CK Hutchison Holdings, a company headquartered in the Hong Kong Special Administrative Region, is contemplating a revised approach to divesting its extensive global port assets. Sources familiar with the discussions revealed that the company intends to break the transaction into smaller segments, each with distinctive ownership structures, instead of proceeding with the sale as one consolidated deal.
The original plan, announced last year, involved the sale of 43 ports spanning 23 countries to a consortium spearheaded by investment giant BlackRock and MSC, a shipping enterprise controlled by Italian billionaire Gianluigi Aponte's family. The assets included two strategically significant ports located near the Panama Canal.
This initiative has drawn intense scrutiny and criticism from Beijing. In response, the modified proposal reportedly allows China’s state-owned enterprise, COSCO Shipping Corp, to acquire larger stakes in ports situated in regions viewed as geopolitically aligned with Chinese interests, such as the African continent.

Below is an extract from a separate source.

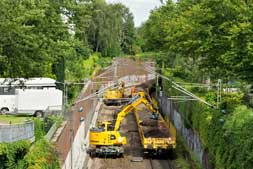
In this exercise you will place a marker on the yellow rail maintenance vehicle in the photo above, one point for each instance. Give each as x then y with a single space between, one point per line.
158 137
115 95
105 139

Meanwhile, other consortium members, notably Aponte’s Terminal Investment and BlackRock, would assume greater control over ports elsewhere, balancing the influence among stakeholders. This reallocation aims to accommodate China's strategic imperatives while proceeding with the sale.
Discussions remain at an early stage with critical elements still subject to negotiation. It has been indicated that Beijing has conveyed acceptability of such a structure to COSCO Shipping, marking a potential compromise, but no definitive agreement has yet been reached.
Attempts to obtain immediate comment from CK Hutchison on these developments were unsuccessful.